The effect you want to achieve is trivial in REC709 but challenging in ACES. ACES is designed to preserve a large amount of dynamic range. Basically it is impossible to ‘blow out’ ACES. That includes the display transforms as well, So if you made a image that appears blown out in the REC709 ODT it will appear transparent in HDR, in the same way that you are experiencing.

The solution is to create an effect that that the same level that would look blown out as if the camera capturing the image was blown out. You can get this value by looking for any blown out light in the source plates. what ever value is the image that is blown out becomes your ‘White’ You are very lucky that you know what camera took the source plate. Depending on how the camera was setup the ‘white’ should be around 5.7 in ACES cg. If you didn’t know it becomes harder as ACES obscures the capture camera by design. If this was a ARRI plate, the ‘white’ becomes 55.01.
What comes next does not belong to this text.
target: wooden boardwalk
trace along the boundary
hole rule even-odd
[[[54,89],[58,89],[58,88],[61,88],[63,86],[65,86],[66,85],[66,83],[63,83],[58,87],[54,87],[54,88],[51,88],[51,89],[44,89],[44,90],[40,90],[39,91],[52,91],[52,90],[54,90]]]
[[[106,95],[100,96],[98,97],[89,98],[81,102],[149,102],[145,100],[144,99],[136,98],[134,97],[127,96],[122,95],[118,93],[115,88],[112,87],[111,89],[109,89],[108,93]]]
Working in linear spaces is quite different than most artists are used to. Composting in linear achieves a match to the behavior of the interaction of scene lighting and object. It makes comps that are much more robust when it comes to color grading and lighting changes. It is unfortunately not intuitive.

Many artist composite in linear, but perform other operations in a log space. ACES provides ACES cct and ACES CC as possible spaces to interact with. Paint and touch-up work are significantly easier in those spaces.

I hope that this provided some additional insight to what is going on in your comp and some ways to get around it.